[ome-users] Import error

Douglas Russell douglas_russell at hms.harvard.edu
Tue Jan 9 13:49:32 GMT 2018


FYI: Just the latter three postgres logs relate to the most recent attempt.

On Tue, 9 Jan 2018 at 08:35 Douglas Russell <douglas_russell at hms.harvard.edu>
wrote:

> And this was all there was in the postgres logs:
>
> 01:33:37 LOG: unexpected EOF on client connection with an open transaction
> 02:13:52 LOG: checkpoints are occurring too frequently (21 seconds apart)
> 02:13:52 HINT: Consider increasing the configuration parameter
> "checkpoint_segments".
> 07:52:19 LOG: checkpoints are occurring too frequently (10 seconds apart)
> 07:52:19 HINT: Consider increasing the configuration parameter
> "checkpoint_segments".
> 08:50:05 LOG: unexpected EOF on client connection with an open transaction
>
> My gut feeling is that the database update fails, causing the whole import
> to fail, but it's hard to know what is going on.
>
> D
>
> On Tue, 9 Jan 2018 at 08:20 Douglas Russell <
> douglas_russell at hms.harvard.edu> wrote:
>
>> Hi,
>>
>> Sorry for delay following this up.
>>
>> These OMERO instances are in Docker, yes, but otherwise I don't think
>> there is anything remarkable about the configuration.

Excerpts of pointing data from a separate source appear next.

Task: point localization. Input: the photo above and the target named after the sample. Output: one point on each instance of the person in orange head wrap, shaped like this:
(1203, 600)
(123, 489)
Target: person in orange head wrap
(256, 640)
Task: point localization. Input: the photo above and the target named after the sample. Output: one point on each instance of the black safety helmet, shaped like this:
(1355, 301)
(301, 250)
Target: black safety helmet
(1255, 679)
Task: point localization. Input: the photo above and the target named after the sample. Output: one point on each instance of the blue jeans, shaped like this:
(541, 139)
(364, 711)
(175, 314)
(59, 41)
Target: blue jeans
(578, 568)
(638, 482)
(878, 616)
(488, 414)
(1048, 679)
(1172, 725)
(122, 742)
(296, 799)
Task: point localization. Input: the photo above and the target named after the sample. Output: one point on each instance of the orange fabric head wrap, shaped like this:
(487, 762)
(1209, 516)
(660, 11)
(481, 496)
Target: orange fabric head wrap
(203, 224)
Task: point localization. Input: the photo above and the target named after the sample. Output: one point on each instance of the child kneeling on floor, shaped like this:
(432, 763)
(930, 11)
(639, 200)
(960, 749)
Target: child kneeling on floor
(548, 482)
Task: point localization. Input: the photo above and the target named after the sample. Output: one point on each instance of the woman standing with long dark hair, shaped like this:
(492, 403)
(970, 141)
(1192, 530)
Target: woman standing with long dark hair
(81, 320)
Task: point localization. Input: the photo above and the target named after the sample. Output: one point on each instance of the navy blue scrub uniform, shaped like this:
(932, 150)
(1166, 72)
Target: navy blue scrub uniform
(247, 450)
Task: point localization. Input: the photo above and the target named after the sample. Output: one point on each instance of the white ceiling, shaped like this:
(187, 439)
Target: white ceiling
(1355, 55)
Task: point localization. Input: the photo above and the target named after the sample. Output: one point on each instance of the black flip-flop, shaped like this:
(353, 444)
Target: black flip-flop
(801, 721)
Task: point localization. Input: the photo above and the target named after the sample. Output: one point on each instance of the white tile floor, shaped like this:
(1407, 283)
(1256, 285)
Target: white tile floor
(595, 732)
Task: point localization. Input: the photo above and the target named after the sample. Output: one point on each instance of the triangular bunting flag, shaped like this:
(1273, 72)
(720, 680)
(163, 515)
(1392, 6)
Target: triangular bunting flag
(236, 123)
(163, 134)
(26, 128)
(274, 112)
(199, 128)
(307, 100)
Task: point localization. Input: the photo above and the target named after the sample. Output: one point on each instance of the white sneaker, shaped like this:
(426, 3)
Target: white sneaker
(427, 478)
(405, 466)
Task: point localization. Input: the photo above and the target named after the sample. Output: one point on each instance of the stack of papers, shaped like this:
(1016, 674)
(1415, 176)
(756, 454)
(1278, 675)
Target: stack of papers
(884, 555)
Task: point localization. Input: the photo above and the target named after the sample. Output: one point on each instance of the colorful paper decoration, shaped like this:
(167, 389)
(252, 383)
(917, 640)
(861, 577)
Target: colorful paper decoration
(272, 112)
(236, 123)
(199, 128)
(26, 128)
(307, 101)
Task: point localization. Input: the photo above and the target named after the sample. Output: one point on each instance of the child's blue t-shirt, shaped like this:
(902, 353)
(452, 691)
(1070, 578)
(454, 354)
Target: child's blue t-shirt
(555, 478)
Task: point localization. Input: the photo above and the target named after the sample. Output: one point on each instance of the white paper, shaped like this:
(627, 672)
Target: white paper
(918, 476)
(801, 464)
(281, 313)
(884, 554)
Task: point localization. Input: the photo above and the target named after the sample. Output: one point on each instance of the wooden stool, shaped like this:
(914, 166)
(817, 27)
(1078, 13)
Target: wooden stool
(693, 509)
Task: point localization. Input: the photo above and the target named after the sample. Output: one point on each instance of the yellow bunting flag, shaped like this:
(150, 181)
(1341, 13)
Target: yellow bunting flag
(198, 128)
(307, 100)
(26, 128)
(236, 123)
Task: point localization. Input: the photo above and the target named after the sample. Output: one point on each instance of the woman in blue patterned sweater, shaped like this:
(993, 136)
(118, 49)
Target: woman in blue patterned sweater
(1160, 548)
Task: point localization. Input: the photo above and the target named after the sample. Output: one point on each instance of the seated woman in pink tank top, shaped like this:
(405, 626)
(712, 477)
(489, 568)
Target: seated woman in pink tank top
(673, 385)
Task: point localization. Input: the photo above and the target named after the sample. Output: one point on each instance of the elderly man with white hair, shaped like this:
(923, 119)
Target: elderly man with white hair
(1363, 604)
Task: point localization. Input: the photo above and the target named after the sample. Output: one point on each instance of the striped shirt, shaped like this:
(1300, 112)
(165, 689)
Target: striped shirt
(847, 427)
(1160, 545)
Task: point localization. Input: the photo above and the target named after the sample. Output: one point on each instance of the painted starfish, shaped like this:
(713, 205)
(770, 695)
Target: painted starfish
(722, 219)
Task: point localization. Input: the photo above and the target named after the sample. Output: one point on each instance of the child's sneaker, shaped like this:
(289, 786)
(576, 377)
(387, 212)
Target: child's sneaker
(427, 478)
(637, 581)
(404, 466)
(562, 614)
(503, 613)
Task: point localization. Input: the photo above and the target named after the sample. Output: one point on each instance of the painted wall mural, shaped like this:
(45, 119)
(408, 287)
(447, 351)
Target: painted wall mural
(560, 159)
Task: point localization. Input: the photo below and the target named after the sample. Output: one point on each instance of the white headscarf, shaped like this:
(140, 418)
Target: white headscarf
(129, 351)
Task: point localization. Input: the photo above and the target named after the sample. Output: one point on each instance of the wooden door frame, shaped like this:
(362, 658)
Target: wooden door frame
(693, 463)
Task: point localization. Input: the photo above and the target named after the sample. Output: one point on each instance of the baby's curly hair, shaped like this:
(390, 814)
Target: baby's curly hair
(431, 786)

I have allocated
>> postgres 5GBs of RAM and am not seeing any messages about that running out
>> of memory. The OMERO server has 20GBs of RAM.
>>
>> The only errors in the Blitz log are:
>>
>> /opt/omero/server/OMERO.server/var/log/Blitz-0.log:2018-01-09
>> 00:15:32,910 ERROR [        ome.services.util.ServiceHandler] (l.Server-7)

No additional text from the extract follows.